Ninguém sabe se a inciativa partiu dele ou de Bolsonaro, mas o fato é que foi realizada sob a batuta do ministro.

Como todos veem, trata-se de arapongagem policialesca das mais barata, à margem do Estado Democrático de Direito, ferindo abertamente o artigo 5°, IV, da Constituição Federal, que assegura "livre manifestação do pensamento, vedado o anonimato". Perseguição estatal por razões puramente político-ideológicas.

Ainda que o Bolsonarismo vista apetrechos de vários regimes ditatoriais do passado, o submisso ministro da Justiça e Segurança Pública procura ganhar terreno como o supermeganha inquisidor, assemelhando-se a Arias Navarro, chefe da famigerada DGS de Franco, na Espanha.

Se começarmos a perceber com mais atenção a fauna do governo Bolsonaro, aparecerão mais coisas comuns ao regime de Franco. E eu não falo só da fervorosa interferência religiosa nos assuntos do Estado e do isolacionismo puritano e hipócrita pregado por ambos.

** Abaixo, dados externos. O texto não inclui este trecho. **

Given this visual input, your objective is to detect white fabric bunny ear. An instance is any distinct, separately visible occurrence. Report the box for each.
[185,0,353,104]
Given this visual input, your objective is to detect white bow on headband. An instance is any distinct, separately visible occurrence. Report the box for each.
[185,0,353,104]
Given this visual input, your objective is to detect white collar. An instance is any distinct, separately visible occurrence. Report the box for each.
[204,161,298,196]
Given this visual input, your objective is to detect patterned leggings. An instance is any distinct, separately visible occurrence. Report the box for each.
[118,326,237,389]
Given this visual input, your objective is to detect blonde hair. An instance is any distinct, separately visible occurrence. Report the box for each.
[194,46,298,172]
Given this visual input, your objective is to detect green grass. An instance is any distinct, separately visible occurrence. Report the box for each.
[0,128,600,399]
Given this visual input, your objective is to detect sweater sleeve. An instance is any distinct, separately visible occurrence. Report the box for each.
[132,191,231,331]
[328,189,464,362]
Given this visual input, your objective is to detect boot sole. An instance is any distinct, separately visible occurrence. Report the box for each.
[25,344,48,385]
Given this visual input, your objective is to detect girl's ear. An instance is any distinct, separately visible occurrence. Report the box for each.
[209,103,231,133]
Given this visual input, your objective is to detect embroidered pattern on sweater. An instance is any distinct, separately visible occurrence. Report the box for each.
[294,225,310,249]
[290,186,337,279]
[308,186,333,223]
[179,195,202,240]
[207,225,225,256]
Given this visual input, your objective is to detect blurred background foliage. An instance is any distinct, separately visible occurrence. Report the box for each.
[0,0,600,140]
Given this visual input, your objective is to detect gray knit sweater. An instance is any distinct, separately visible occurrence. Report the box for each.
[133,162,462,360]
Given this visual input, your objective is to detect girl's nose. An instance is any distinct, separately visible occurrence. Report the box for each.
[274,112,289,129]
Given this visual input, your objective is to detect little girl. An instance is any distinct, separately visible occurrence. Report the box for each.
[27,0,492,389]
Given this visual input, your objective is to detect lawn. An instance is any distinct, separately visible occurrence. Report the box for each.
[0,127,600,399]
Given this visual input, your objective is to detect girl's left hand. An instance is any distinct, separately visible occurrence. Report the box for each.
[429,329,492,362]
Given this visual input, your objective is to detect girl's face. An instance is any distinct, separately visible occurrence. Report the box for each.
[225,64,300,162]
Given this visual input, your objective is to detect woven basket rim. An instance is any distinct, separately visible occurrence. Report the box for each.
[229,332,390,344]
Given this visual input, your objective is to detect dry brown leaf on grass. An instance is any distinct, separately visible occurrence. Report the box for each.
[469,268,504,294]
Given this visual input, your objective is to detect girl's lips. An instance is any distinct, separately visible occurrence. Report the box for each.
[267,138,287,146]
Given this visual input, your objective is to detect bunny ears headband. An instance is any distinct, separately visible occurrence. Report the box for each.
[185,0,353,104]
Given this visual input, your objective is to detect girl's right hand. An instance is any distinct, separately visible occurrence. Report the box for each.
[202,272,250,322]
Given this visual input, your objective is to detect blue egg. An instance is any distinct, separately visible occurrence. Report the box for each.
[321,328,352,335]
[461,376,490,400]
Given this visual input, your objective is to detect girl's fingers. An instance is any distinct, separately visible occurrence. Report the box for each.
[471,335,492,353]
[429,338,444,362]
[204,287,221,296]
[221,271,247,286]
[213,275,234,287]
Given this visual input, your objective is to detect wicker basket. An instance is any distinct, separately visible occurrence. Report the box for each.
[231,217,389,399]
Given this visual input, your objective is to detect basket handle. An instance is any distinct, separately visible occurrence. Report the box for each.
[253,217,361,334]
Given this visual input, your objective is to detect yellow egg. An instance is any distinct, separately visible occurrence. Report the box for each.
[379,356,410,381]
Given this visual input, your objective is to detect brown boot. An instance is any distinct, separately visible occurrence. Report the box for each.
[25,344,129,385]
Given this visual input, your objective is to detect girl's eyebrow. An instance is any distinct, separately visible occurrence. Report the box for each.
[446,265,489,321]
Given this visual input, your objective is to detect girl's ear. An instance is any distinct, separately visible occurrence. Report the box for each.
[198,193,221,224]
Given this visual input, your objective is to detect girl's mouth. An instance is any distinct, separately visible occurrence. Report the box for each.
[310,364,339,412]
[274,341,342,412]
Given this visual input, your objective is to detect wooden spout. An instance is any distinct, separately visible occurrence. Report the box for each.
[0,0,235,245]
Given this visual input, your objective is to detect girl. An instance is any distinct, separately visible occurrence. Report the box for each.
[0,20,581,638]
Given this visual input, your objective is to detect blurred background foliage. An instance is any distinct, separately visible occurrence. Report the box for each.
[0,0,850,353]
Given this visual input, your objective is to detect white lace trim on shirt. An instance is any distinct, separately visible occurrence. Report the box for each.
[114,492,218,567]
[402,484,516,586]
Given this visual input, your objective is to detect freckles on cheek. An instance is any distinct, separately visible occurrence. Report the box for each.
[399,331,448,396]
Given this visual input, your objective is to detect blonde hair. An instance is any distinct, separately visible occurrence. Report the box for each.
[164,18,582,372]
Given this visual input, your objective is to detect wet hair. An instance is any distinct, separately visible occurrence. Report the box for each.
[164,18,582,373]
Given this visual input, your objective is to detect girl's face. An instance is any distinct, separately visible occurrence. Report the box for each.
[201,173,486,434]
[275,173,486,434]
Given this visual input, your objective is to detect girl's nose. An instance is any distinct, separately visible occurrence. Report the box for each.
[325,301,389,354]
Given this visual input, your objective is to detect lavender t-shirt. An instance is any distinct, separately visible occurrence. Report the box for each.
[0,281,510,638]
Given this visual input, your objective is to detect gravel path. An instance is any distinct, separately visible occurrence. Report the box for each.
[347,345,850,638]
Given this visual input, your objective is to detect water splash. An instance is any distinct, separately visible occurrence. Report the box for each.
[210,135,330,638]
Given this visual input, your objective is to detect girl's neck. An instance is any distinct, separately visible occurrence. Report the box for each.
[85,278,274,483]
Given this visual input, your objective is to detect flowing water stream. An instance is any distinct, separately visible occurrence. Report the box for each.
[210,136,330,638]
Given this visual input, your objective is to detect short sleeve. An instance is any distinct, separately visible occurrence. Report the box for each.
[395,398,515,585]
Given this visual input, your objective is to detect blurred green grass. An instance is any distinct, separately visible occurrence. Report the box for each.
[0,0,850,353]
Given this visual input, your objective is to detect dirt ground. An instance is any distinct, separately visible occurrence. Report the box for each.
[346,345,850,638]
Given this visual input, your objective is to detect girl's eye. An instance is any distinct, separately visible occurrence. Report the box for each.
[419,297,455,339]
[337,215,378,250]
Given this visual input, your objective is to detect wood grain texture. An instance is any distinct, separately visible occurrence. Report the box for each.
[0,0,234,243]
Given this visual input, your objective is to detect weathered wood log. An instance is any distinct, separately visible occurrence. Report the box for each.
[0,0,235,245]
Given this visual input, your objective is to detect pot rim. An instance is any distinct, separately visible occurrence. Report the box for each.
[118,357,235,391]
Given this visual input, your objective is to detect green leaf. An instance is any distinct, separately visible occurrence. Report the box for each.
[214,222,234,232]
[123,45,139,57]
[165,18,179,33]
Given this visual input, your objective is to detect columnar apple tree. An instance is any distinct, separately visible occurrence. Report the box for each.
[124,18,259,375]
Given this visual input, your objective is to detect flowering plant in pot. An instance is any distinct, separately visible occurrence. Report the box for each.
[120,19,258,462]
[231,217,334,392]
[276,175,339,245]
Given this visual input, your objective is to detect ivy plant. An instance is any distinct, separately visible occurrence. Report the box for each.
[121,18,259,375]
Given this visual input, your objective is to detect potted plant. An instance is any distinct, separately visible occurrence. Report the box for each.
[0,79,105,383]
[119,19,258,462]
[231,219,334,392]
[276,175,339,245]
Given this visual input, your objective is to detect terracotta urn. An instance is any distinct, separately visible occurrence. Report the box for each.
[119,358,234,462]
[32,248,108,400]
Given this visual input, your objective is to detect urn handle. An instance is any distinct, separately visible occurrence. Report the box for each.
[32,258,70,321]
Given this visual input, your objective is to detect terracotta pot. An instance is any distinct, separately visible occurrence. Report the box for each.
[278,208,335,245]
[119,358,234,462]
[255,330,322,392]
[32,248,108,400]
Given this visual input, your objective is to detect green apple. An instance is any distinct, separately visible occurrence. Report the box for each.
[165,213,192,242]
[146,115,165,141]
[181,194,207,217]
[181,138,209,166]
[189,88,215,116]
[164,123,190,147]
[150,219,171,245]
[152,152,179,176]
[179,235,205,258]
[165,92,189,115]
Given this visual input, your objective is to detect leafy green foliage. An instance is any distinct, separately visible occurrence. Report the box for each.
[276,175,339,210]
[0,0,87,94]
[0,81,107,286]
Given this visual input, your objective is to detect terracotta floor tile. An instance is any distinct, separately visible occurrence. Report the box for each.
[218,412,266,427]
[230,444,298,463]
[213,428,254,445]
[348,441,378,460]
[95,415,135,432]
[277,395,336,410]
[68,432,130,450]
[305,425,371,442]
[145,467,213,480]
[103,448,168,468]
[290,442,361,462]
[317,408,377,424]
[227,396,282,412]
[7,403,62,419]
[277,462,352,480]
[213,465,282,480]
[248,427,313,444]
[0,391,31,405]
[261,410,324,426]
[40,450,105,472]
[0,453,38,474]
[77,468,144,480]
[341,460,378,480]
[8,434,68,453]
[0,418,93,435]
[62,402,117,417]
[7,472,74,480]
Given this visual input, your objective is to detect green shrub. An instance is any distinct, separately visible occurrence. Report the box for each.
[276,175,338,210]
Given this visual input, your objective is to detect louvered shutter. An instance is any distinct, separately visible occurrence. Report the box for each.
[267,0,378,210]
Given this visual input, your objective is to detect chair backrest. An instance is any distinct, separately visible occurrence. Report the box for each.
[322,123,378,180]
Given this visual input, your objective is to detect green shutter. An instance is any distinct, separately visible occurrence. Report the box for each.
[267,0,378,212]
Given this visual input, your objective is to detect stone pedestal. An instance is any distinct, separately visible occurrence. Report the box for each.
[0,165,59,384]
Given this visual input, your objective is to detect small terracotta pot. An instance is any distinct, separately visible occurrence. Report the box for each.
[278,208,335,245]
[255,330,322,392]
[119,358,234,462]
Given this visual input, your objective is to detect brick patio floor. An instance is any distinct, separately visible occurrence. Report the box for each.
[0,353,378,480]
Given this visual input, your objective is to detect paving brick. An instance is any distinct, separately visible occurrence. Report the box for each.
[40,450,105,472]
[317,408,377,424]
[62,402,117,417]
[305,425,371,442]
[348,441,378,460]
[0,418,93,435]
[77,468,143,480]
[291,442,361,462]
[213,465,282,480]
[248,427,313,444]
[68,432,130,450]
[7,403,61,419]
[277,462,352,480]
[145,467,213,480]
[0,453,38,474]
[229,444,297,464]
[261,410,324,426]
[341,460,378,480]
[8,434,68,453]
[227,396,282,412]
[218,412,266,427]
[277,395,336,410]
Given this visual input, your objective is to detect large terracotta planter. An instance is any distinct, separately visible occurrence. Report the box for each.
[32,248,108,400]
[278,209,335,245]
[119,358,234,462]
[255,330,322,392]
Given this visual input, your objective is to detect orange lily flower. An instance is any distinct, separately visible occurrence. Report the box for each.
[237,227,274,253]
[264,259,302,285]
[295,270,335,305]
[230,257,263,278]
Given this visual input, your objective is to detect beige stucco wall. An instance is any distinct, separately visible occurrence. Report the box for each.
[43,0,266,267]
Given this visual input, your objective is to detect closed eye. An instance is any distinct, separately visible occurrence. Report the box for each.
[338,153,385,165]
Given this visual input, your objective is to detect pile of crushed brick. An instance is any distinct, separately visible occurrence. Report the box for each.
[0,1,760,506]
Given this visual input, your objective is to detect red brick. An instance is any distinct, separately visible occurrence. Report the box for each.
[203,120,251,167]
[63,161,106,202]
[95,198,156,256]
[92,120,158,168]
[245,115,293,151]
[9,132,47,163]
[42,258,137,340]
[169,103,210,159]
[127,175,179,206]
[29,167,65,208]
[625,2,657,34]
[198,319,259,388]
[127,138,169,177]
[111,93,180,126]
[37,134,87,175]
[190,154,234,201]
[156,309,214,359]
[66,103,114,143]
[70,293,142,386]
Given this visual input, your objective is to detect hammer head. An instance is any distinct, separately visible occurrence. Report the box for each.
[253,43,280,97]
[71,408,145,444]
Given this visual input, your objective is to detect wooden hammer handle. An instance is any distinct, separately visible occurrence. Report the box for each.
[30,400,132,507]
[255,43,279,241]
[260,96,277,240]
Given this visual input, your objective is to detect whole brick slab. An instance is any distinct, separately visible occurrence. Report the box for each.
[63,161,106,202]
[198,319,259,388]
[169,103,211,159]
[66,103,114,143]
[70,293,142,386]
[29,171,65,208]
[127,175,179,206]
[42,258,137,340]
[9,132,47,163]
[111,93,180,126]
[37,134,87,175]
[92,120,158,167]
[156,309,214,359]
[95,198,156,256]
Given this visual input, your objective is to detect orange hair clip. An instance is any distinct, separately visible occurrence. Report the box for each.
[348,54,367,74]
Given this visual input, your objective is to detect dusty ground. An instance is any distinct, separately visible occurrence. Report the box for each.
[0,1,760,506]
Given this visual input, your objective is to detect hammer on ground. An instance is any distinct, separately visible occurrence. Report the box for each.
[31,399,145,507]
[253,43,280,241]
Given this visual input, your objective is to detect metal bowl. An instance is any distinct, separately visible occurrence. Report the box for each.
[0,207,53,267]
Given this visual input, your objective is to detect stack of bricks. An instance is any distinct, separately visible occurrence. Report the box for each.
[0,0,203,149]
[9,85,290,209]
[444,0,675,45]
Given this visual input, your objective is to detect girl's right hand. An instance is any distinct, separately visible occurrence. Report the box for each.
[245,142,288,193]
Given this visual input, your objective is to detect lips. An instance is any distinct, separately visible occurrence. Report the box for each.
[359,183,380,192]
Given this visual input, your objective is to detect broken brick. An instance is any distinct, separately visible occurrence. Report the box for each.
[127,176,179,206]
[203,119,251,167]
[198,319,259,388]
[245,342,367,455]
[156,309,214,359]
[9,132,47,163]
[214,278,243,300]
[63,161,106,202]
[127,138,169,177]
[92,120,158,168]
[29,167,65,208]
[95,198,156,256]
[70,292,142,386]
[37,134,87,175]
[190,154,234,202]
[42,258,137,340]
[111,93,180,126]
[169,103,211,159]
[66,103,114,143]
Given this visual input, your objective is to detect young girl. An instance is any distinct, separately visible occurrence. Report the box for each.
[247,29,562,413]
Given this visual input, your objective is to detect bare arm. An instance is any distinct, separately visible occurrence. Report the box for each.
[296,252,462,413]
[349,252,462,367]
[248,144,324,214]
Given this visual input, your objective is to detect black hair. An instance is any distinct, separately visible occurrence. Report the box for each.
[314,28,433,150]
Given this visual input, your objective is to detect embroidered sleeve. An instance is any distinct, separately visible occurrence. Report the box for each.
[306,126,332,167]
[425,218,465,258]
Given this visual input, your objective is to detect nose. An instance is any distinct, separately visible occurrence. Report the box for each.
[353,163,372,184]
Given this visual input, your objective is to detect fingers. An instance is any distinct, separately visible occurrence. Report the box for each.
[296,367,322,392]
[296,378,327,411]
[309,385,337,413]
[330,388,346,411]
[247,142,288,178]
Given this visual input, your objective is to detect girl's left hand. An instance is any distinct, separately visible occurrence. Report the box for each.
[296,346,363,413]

O Bolsonarismo já tem até o seu jornalista (sic) oficial(ista), o narrador da psicose verde-amarela, como foi Emilio Romero Gómez, cínico cronista oficial da maravilhosa ditadura de Franco. Alexandre Garcia, porta-voz de João Batista Figueiredo, último ditador do Brasil, que é um reacionário fervoroso, de língua ferina, já tem feito isso nos últimos tempos.

Se continuarmos assim, em pouco tempo só nos faltarão as touradas e o hábito de comer chouriço diariamente, uma vez que os mecanismos de controle ideológico dos cidadãos, ao que tudo indica, parecem já estar a todo vapor por aqui.


*Henrique Rodrigues é jornalista e professor de Literatura Brasileira.